[PATCH v7 00/20] ARM64 PMU Partitioning

Colton Lewis posted 20 patches 1 month, 1 week ago
arch/arm/include/asm/arm_pmuv3.h              |  18 +
arch/arm64/include/asm/arm_pmuv3.h            |  12 +-
arch/arm64/include/asm/kvm_host.h             |  17 +-
arch/arm64/include/asm/kvm_types.h            |   6 +-
arch/arm64/include/uapi/asm/kvm.h             |   2 +
arch/arm64/kernel/cpufeature.c                |   8 +
arch/arm64/kvm/Makefile                       |   2 +-
arch/arm64/kvm/arm.c                          |   2 +
arch/arm64/kvm/config.c                       |  41 +-
arch/arm64/kvm/debug.c                        |  31 +-
arch/arm64/kvm/pmu-direct.c                   | 494 ++++++++++++
arch/arm64/kvm/pmu-emul.c                     | 674 +----------------
arch/arm64/kvm/pmu.c                          | 701 ++++++++++++++++++
arch/arm64/kvm/sys_regs.c                     | 250 ++++++-
arch/arm64/tools/cpucaps                      |   1 +
arch/arm64/tools/sysreg                       |   6 +-
drivers/perf/arm_pmuv3.c                      | 111 ++-
include/kvm/arm_pmu.h                         | 110 +++
include/linux/perf/arm_pmu.h                  |   3 +
include/linux/perf/arm_pmuv3.h                |  14 +-
include/linux/perf_event.h                    |   3 +
kernel/events/core.c                          |  28 +-
tools/testing/selftests/kvm/Makefile.kvm      |   1 +
.../selftests/kvm/arm64/vpmu_counter_access.c | 112 ++-
tools/testing/selftests/kvm/lib/find_bit.c    |   1 +
25 files changed, 1861 insertions(+), 787 deletions(-)
create mode 100644 arch/arm64/kvm/pmu-direct.c
create mode 100644 tools/testing/selftests/kvm/lib/find_bit.c
[PATCH v7 00/20] ARM64 PMU Partitioning
Posted by Colton Lewis 1 month, 1 week ago
This series creates a new PMU scheme on ARM, a partitioned PMU that
allows reserving a subset of counters for more direct guest access,
significantly reducing overhead. More details, including performance
benchmarks, can be read in the v1 cover letter linked below.

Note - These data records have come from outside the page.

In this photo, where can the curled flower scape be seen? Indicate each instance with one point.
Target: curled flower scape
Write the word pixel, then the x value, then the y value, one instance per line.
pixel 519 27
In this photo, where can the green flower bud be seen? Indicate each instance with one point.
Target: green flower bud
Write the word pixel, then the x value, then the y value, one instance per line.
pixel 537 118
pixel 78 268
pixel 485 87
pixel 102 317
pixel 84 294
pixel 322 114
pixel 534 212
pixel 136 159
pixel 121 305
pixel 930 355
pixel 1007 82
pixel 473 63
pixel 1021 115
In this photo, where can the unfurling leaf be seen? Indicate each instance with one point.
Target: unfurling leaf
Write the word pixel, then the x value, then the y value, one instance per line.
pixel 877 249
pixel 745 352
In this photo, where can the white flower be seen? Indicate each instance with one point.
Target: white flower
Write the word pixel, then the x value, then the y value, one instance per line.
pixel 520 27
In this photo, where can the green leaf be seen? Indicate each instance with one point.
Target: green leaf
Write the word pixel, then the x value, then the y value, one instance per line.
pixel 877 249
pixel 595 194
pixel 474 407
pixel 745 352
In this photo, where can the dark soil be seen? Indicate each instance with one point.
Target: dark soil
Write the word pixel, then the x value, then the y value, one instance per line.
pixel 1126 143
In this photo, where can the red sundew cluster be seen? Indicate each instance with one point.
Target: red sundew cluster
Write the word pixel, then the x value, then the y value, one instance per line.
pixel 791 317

An overview of what this series accomplishes was presented at KVM
Forum 2025. Slides [1] and video [2] are linked below.

After a few false starts, meeting with Will Deacon and Mark Rutland to
discuss implementation ideas, and a few more false starts, I finally
have an implementation of dynamic counter reservation that works
without disrupting host perf too much. Now the host only loses access
to the guest counters when a vCPU resides on the CPU.

The key was creating perf_pmu_resched_update, which behaves exactly
like perf_pmu_resched except it takes a callback to call in between
when the perf events are scheduled out and when they are scheduled
back in. That allows us to update the PMU's available counters when we
know they are not currently in use without needing to expose private
perf core functions and triple check they are not being called in a
way that violates existing assumptions.

Because this introduces a possibility of perf reschedule during vCPU
load, I've optimized to only do that operation if there are host
events occupying the intended guest counters at the time of the load.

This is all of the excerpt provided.